One of the challenges in interpreting such results is that both these patterns are being summarized at once when you fit a single time-series cross-sectional regression. From the standpoint of statistical efficiency, this is a plus, but it also makes the results more difficult to interpret, and also leads to technical challenges.

In this case, the researchers appear to have found that found that, when looking at the differences in outcomes in any given year comparing cities with and without military bases, these differences were larger, on average, in years where there was more U.S. military aid (either in Colombia or the rest of the world). What I’d really like to see are some scatterplots that make this pattern clear. The only graph I see that’s directly relevant to their analysis is Figure 2, which reveals U.S. military spending has been higher in periods where there have been relatively more paramilitary attacks in cities with military bases–but without seeing the actual numbers, it’s hard for me to interpret this, or to really see the evidence that increases in military aid are causing the attacks.

I mean, sure, it makes sense–more $ for the military, thus more resources for military-affiliated organizations–and I also agree that the result is not a priori obvious (you could imagine a world in which giving military more resources would allow them to shift away from paramilitaries)–but, from this graph, it really looks like what’s happening, from a statistical point of view, is that you’re comparing the last third of the time series to the first two-thirds. Maybe cleaner, from an “identification strategy” standpoint, to just call this a “natural experiment” and leave it at that.

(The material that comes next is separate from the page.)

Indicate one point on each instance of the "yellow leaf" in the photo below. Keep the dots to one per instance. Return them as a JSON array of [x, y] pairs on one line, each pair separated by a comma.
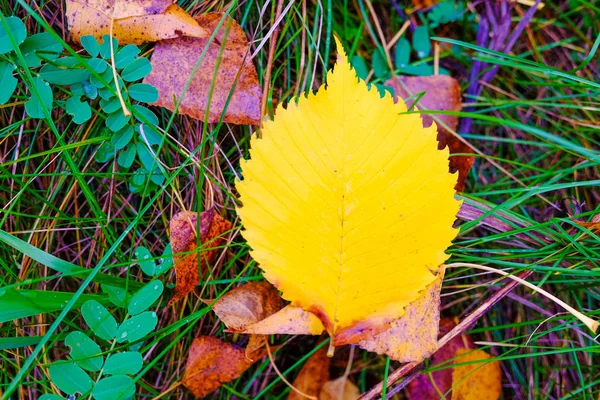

But then you have to worry that you’re just seeing a time association, with more U.S. military aid coming at a time of more conflict.

P.S. Chris Blattman writes:

With town-by-town variation in military aid, Dube and Naidu can look how annual changes affect local violence and politics. . . . Their intuition: military aid indirectly helps paramilitary groups carry out political attacks and intimidate voters.

From my reading of the article, I ddn’t see any information on town-by-town variation in military aid; I think the town-by-town variation was just on whether there was a military base. I could definitely have missed something, though, and in any case, even if the researchers had used such variation, I probably would’ve made the same cautions about their causal interpretation. I’d prefer to replace Chris’s “indirectly helps” with “is associated with” (and then, for grammatical reasons, adding an “ing” to “carry”).

P.P.S. What, then, is to be done? As my social science colleagues have (correctly) pointed out to me in many contexts, what is relevant to many decision problems is causal inference, not mere description. What would be gained by the authors of this study switching to descriptive language? I don’t know (this question is itself a causal claim on which I have no direct evidence!), but, personally, I’d prefer to first present the finding descriptively and then discuss the causal interpretations, making clear the limitations of the data in addressing such questions. Maybe that’s not so far from what was actually done here–I’m just a bit put off by the strong causal language right there in the abstract, and in particular I’m skeptical about how much they’re learning from that instrumental variables analysis, which to my eye looks like it’s picking up a (differential) time trend more than anything else. On the plus side, this is as strong as a lot of the other associations we talk about in politics.

The present blog entry is an attempt at a clarification, not a “debunking.” Dube and Naidu have done all the work; I’m just making some comments (and hoping that these comments move them towards a closer engagement with their data and maybe away from what I consider are distracting technical issues of t-statistics, reweighting, matching, fixed effects, and the like.)


  1. John S. says:

    US military aid is distributed to brigades that are closer to the fighting. Paramilitary violence is more likely to occur in those communities because that's where the conflict is.

    I don't know how much food aid the US gives to Colombia, but it's undoubtedly distributed in poorer areas of the country. Does this imply that US aid causes malnutrition?

  2. Sergio says:

    Completely agree with your opinion on this paper, their causal statements are not aligned with the limited power of their analysis. As John Tukey (1986) said "The combination of some data and an aching desire for an answer does not ensure that a reasonable answer can be extracted from a given body of data." Can you even believe that the data is reliable. It seems very easy to manipulate.